Le dédaigneux monarque, entouré de canards,
De dindons, de poulets et d’oisons nasillards,
Grave et superbe en son port magnifique,
Ne disait mot, était mélancolique.
Jusqu’à l’interroger un oison s’enhardit,
Et lui dit :
« Si vos airs sont si beaux qu’on veut le faire croire,
Que ne chantez-vous donc ? » — « C’est que j’aime la gloire,
Lui répliqua le cygne ; et j’ai honte, ma foi,
D’avoir pour auditeurs des chanteurs tels que toi. »
Le cygne eut tort : sans composer lui-même,
Le peuple est des beaux chants l’estimateur suprême.

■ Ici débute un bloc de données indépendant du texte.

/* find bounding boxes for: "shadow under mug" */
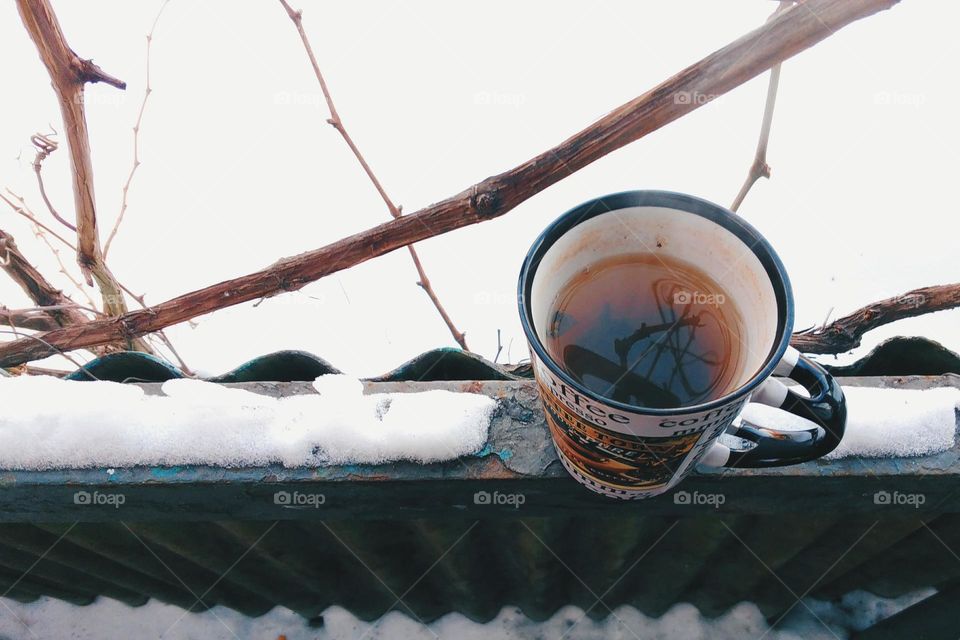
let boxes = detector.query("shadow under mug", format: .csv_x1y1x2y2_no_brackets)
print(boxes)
518,191,847,500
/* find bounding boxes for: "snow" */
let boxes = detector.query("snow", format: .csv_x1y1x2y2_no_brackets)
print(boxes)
742,387,960,458
0,589,933,640
0,375,496,469
0,375,960,469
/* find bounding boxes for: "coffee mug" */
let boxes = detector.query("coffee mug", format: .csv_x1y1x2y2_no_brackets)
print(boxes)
518,191,847,500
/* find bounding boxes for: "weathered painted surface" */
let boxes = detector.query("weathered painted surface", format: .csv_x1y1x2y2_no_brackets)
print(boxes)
0,375,960,522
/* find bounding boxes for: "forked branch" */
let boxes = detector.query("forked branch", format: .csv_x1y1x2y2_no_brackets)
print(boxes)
17,0,135,322
0,0,908,366
790,283,960,353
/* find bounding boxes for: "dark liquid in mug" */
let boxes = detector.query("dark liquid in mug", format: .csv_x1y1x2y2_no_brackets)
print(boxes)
545,253,744,409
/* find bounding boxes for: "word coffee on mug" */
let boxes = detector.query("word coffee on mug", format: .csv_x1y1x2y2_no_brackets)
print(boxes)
519,191,846,499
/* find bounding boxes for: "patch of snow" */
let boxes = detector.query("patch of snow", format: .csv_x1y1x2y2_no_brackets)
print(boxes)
743,387,960,458
0,375,496,469
0,589,934,640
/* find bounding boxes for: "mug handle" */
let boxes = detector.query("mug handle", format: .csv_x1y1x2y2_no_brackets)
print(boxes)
703,347,847,468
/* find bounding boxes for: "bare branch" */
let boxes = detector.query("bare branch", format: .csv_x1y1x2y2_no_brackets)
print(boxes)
0,0,896,366
0,305,60,331
103,0,170,260
30,133,77,232
0,189,97,307
790,283,960,353
0,188,77,252
17,0,134,324
280,0,470,351
0,230,89,327
730,0,793,211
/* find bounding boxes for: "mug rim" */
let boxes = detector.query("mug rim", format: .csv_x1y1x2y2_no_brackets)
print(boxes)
517,190,794,416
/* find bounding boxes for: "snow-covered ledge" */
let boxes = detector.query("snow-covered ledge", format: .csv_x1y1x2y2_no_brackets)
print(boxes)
0,375,960,522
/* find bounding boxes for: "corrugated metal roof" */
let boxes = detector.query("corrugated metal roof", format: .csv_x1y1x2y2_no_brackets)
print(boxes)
0,343,960,621
0,513,960,621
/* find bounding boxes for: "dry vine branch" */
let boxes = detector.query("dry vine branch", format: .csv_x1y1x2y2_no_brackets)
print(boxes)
0,189,97,307
280,0,470,351
30,133,77,232
730,0,793,211
790,283,960,353
0,229,89,327
103,0,170,260
17,0,137,324
0,0,897,366
0,305,60,331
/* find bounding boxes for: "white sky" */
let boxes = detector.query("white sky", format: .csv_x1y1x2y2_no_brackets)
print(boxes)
0,0,960,375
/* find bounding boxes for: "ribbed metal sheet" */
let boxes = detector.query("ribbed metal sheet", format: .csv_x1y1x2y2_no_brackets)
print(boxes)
0,514,948,621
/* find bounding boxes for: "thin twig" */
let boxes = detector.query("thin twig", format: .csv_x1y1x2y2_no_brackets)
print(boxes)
119,282,194,376
0,305,60,331
730,0,793,211
280,0,470,351
0,188,97,307
103,0,170,260
0,0,908,366
17,0,135,328
30,133,77,232
0,230,89,327
790,282,960,353
0,330,100,380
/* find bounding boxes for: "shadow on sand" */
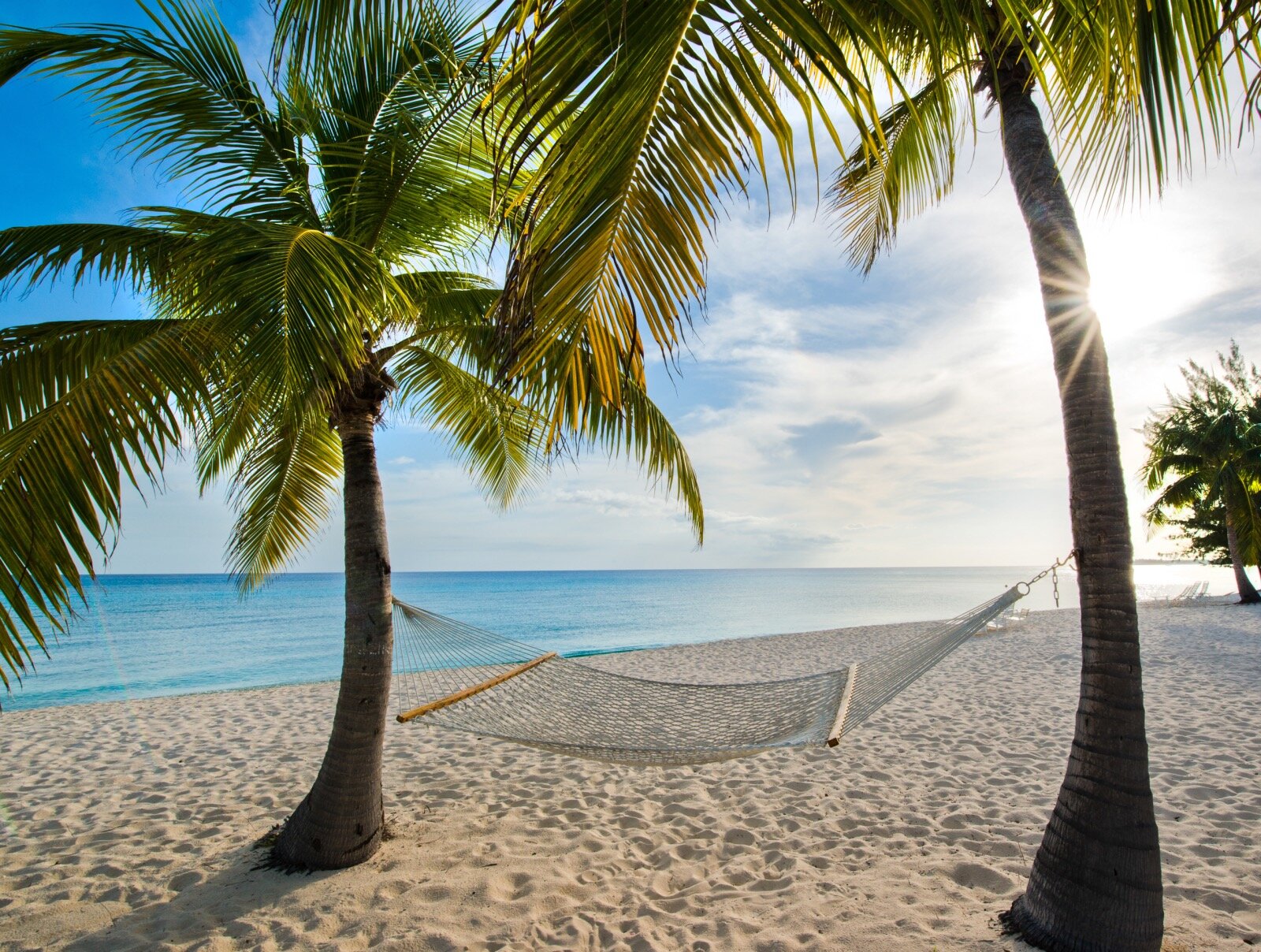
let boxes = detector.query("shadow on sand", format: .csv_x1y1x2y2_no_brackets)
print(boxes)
65,845,334,952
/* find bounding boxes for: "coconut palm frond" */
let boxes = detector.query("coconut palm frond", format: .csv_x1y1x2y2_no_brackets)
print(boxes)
0,320,213,685
216,395,342,591
830,68,971,273
389,343,547,507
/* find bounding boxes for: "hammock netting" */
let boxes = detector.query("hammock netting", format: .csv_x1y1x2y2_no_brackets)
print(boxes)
393,586,1028,765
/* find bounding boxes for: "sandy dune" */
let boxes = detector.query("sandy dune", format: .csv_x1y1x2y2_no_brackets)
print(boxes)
0,605,1261,952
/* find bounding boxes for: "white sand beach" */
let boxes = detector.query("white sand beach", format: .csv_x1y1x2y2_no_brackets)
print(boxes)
0,604,1261,952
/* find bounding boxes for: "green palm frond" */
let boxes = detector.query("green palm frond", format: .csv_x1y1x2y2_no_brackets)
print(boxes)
219,396,342,590
140,208,385,392
479,0,908,416
830,68,969,273
1043,0,1232,206
0,0,319,227
0,225,179,292
304,4,493,260
584,381,705,545
389,343,547,507
0,320,213,685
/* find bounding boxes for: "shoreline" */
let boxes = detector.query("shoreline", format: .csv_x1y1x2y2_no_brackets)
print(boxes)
0,604,1261,952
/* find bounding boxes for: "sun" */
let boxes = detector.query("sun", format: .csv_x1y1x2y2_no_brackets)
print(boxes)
1082,216,1218,340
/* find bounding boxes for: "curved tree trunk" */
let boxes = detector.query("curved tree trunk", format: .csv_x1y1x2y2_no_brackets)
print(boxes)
273,407,393,868
1226,508,1261,605
996,70,1164,952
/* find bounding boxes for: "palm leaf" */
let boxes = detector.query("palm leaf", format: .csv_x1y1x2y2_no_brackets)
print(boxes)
389,343,547,507
0,322,213,685
219,395,342,590
831,69,967,273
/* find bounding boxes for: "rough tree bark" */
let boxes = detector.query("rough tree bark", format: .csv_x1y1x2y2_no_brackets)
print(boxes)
1226,507,1261,605
271,381,393,868
991,49,1164,952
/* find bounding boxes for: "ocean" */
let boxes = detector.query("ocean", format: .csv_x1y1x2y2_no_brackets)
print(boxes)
0,565,1231,710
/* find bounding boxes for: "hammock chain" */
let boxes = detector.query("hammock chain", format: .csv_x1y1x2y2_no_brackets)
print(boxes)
1017,549,1077,608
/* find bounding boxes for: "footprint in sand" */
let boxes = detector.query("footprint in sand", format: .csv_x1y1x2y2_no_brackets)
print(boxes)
944,862,1015,895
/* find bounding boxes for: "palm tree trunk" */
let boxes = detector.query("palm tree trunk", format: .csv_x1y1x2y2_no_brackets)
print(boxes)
273,410,393,868
996,70,1164,952
1226,508,1261,605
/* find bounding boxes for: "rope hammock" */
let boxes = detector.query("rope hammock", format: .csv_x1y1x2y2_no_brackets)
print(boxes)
393,572,1029,764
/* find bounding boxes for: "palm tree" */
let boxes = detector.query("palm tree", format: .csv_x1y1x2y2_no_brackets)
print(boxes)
268,0,1228,950
1143,340,1261,605
0,0,702,868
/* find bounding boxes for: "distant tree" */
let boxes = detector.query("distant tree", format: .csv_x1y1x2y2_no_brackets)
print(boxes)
1143,340,1261,604
1166,500,1231,565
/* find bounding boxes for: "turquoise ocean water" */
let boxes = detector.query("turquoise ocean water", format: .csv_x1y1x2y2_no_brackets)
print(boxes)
0,566,1228,710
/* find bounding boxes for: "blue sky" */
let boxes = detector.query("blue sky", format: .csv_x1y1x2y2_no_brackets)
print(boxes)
0,0,1261,571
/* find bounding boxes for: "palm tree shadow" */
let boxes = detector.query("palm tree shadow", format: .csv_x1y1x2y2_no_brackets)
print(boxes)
65,845,333,952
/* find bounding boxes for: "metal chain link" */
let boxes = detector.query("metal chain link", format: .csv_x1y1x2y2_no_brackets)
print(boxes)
1017,549,1077,608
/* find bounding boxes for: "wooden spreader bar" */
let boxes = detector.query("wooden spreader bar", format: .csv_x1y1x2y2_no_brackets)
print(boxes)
828,662,859,746
396,651,556,723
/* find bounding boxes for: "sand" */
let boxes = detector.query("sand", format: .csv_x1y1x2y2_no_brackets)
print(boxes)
0,605,1261,952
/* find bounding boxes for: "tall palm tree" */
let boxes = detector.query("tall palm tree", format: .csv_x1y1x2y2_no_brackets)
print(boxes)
268,0,1228,950
1143,342,1261,605
0,0,702,868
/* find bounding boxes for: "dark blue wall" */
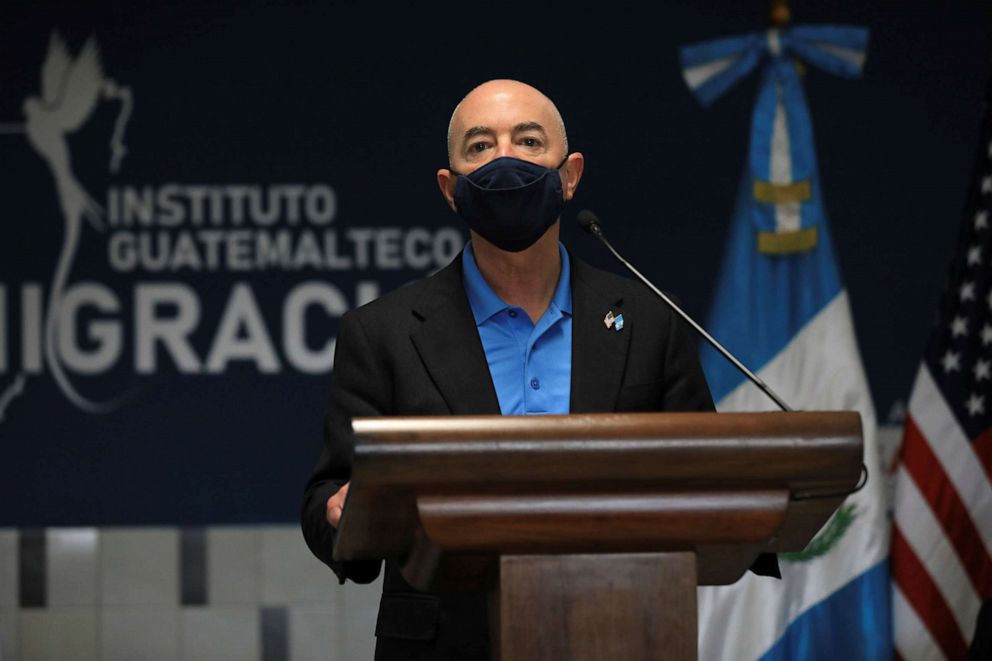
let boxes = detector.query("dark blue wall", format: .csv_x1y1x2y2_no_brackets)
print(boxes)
0,0,992,526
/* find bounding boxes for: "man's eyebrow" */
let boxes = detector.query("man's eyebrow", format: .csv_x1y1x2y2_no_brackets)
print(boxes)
464,126,496,140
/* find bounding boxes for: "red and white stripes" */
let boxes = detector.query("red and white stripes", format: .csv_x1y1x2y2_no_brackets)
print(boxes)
891,365,992,661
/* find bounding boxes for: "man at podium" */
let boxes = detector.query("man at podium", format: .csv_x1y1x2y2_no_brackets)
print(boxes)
302,80,713,660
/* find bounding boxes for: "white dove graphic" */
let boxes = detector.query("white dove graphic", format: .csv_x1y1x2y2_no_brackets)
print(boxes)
24,33,126,413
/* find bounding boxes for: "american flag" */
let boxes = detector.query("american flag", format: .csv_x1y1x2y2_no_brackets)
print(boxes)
891,86,992,661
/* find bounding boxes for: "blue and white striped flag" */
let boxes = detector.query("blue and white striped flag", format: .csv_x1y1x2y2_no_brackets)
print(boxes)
681,26,892,661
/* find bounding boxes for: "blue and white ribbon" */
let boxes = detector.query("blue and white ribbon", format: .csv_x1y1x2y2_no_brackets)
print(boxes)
679,25,868,240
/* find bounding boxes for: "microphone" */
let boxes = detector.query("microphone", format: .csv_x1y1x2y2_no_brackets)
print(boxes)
576,209,792,411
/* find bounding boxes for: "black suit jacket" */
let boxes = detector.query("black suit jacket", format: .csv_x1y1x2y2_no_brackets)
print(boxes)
302,250,777,659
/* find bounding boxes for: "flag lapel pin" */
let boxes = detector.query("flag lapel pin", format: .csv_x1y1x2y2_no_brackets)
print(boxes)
603,310,623,331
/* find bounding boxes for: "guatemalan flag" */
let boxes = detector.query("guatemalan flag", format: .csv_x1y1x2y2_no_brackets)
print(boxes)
681,26,892,661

Au sommet du Parnasse et sur un trône assis,
Couronné par ses mains, règne le vieil Homère ;
Virgile, un peu plus bas, chante Enée et son fils ;
Le Tasse des Croisés dit la marche guerrière ;
Et Milton, s’élevant jusques au Saint des saints,
Raconte le malheur du père des humains,
Lorsqu’au prix de son innocence,
Du mal comme du bien il acquit la science.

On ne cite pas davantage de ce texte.